Baldwin's help allowed the agent to maintain control of a wounded suspect, who was later arrested and charged in the shootings.
Yesterday, two months later, Baldwin was awarded the Navy and Marine Corps Achievement Medal for his actions.
"That's the quality of young men and women that represent the U.S. Naval Academy," said the agent, who asked not to be identified because of the nature of his work. "He's a phenomenal young man. The vast majority of people in the mall didn't do anything."
Baldwin, a plebe who wants to be a Navy SEAL or Marine, said he was just looking to lend a hand if he could.
"When I heard the shots and the screaming, it seemed so surreal," he said. "When I ran over to him and saw the blood, I didn't know what would happen, but I'm glad to hear he's OK now."
The shootings at the mall on Nov. 18 were later attributed to a months-long feud between Annapolis High School students and a recent graduate who live in different city public housing neighborhoods.
Javaughn Norman Adams, 18, was at the mall that night about 7:15 p.m. with a friend when Tahzay Brown, 16, confronted the pair. Brown's associates then started a fight with Adams' friend, police said, which the Secret Service agent tried to break up before he was shot in the leg.

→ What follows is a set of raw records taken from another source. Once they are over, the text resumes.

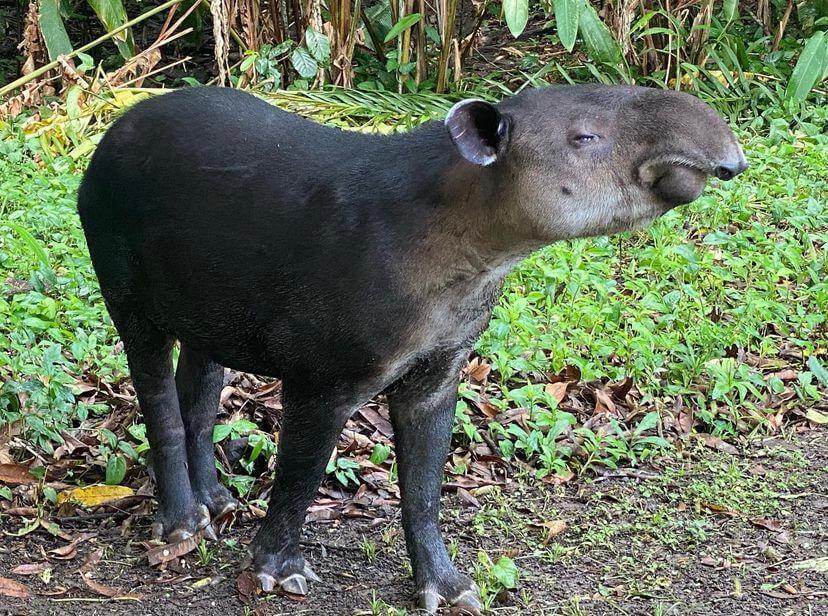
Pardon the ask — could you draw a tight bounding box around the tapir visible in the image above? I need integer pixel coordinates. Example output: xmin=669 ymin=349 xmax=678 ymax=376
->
xmin=78 ymin=85 xmax=747 ymax=612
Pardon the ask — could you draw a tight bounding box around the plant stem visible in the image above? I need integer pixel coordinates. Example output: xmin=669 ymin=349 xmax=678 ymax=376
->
xmin=0 ymin=0 xmax=186 ymax=96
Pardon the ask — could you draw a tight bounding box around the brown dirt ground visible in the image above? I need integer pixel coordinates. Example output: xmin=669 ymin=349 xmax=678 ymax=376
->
xmin=0 ymin=429 xmax=828 ymax=616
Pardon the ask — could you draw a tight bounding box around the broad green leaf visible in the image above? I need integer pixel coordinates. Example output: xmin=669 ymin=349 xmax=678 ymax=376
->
xmin=492 ymin=556 xmax=520 ymax=588
xmin=290 ymin=47 xmax=319 ymax=79
xmin=503 ymin=0 xmax=529 ymax=37
xmin=383 ymin=13 xmax=423 ymax=43
xmin=785 ymin=30 xmax=828 ymax=101
xmin=213 ymin=424 xmax=233 ymax=443
xmin=808 ymin=355 xmax=828 ymax=385
xmin=88 ymin=0 xmax=135 ymax=60
xmin=554 ymin=0 xmax=581 ymax=51
xmin=6 ymin=222 xmax=52 ymax=271
xmin=805 ymin=409 xmax=828 ymax=426
xmin=722 ymin=0 xmax=739 ymax=23
xmin=38 ymin=0 xmax=72 ymax=60
xmin=305 ymin=27 xmax=331 ymax=65
xmin=106 ymin=456 xmax=126 ymax=486
xmin=578 ymin=0 xmax=621 ymax=64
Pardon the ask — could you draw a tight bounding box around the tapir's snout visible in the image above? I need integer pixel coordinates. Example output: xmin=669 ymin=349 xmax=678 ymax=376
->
xmin=713 ymin=154 xmax=749 ymax=181
xmin=638 ymin=131 xmax=748 ymax=209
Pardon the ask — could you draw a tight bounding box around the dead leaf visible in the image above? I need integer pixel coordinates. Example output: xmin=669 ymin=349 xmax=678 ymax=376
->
xmin=701 ymin=503 xmax=738 ymax=516
xmin=81 ymin=572 xmax=141 ymax=600
xmin=805 ymin=409 xmax=828 ymax=426
xmin=466 ymin=357 xmax=492 ymax=383
xmin=765 ymin=368 xmax=799 ymax=381
xmin=58 ymin=485 xmax=135 ymax=508
xmin=11 ymin=563 xmax=52 ymax=575
xmin=78 ymin=548 xmax=103 ymax=573
xmin=750 ymin=518 xmax=782 ymax=533
xmin=543 ymin=381 xmax=569 ymax=402
xmin=595 ymin=389 xmax=615 ymax=415
xmin=49 ymin=533 xmax=95 ymax=560
xmin=0 ymin=464 xmax=37 ymax=486
xmin=0 ymin=578 xmax=31 ymax=599
xmin=147 ymin=532 xmax=202 ymax=567
xmin=457 ymin=488 xmax=480 ymax=509
xmin=538 ymin=520 xmax=566 ymax=545
xmin=791 ymin=556 xmax=828 ymax=574
xmin=699 ymin=434 xmax=739 ymax=456
xmin=236 ymin=571 xmax=258 ymax=604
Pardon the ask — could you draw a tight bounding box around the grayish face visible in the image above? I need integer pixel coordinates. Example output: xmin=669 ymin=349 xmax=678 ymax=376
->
xmin=455 ymin=85 xmax=747 ymax=241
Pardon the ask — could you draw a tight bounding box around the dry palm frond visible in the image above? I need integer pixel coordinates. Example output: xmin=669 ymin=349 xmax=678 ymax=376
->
xmin=210 ymin=0 xmax=230 ymax=86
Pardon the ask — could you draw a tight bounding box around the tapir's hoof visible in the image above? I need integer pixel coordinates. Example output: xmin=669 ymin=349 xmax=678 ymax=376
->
xmin=419 ymin=573 xmax=483 ymax=614
xmin=152 ymin=505 xmax=210 ymax=543
xmin=256 ymin=564 xmax=322 ymax=595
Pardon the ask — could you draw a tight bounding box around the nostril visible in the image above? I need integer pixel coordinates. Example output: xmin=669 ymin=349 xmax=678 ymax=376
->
xmin=713 ymin=159 xmax=748 ymax=180
xmin=713 ymin=165 xmax=736 ymax=180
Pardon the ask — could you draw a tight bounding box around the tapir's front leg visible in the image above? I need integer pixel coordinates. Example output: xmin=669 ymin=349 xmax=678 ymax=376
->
xmin=251 ymin=382 xmax=355 ymax=595
xmin=388 ymin=350 xmax=481 ymax=613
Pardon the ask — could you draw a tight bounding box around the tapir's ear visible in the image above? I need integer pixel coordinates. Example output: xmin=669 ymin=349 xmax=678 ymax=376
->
xmin=446 ymin=99 xmax=510 ymax=166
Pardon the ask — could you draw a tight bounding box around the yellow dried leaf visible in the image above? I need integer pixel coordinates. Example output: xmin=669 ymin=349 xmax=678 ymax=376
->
xmin=58 ymin=485 xmax=135 ymax=507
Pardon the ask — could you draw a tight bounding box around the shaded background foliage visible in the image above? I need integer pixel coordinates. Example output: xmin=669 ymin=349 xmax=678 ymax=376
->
xmin=0 ymin=0 xmax=828 ymax=110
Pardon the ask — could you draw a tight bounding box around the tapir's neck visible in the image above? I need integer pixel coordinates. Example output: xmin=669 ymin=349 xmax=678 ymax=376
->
xmin=368 ymin=122 xmax=542 ymax=295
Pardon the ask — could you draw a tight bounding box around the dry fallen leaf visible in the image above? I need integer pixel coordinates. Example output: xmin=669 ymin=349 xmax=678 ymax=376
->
xmin=699 ymin=434 xmax=739 ymax=456
xmin=58 ymin=485 xmax=135 ymax=507
xmin=805 ymin=409 xmax=828 ymax=426
xmin=49 ymin=533 xmax=95 ymax=560
xmin=11 ymin=563 xmax=52 ymax=575
xmin=147 ymin=533 xmax=202 ymax=567
xmin=0 ymin=578 xmax=31 ymax=599
xmin=81 ymin=572 xmax=141 ymax=600
xmin=750 ymin=518 xmax=782 ymax=533
xmin=538 ymin=520 xmax=566 ymax=545
xmin=0 ymin=464 xmax=37 ymax=486
xmin=236 ymin=571 xmax=258 ymax=605
xmin=543 ymin=381 xmax=569 ymax=402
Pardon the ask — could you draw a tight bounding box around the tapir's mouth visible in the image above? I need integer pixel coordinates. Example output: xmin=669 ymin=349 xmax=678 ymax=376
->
xmin=638 ymin=155 xmax=713 ymax=211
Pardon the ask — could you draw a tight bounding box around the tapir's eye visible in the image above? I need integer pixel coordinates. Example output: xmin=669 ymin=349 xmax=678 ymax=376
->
xmin=573 ymin=133 xmax=598 ymax=145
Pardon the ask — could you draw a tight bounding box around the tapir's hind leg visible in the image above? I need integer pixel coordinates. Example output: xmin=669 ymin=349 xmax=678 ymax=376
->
xmin=251 ymin=380 xmax=356 ymax=595
xmin=175 ymin=342 xmax=238 ymax=517
xmin=119 ymin=308 xmax=210 ymax=541
xmin=388 ymin=351 xmax=482 ymax=613
xmin=84 ymin=229 xmax=210 ymax=541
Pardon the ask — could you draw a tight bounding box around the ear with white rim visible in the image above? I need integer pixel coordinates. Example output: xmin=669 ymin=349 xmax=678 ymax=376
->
xmin=446 ymin=98 xmax=511 ymax=167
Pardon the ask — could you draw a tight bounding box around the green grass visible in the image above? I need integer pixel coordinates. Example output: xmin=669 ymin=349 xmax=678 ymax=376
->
xmin=0 ymin=92 xmax=828 ymax=485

The agent fired seven shots from his service revolver, hitting Adams twice in the upper body. On Nov. 23, shortly after the teenager was released from the hospital, he was arrested and charged with two counts of attempted murder.
Brown, a junior at Annapolis High, suffered a gunshot wound to the leg. Police are seeking the person who shot him. Lt. David Waltemeyer, an Anne Arundel County police spokesman, said the department is awaiting the results of ballistics tests.
The agent, his family and Baldwin's father, Jay, were on hand yesterday when Capt. Margaret Klein, the academy's commandant, presented the midshipman with the medal, which recognizes junior officers or enlisted personnel "who distinguish themselves by outstanding professional achievement or leadership," according to an academy statement.
About 150 of his company mates also attended.
Jay Baldwin said he caught a red-eye flight from Montana to attend the ceremony.
"His mother and I heard at the same time that this occurred, and while we were shocked he would run into an altercation like that, it only took a second for us to realize that that's the kind of thing we would expect from him," he said. "He's always been a leader, in school and in sports, and this was just an extension of his natural ability to lead."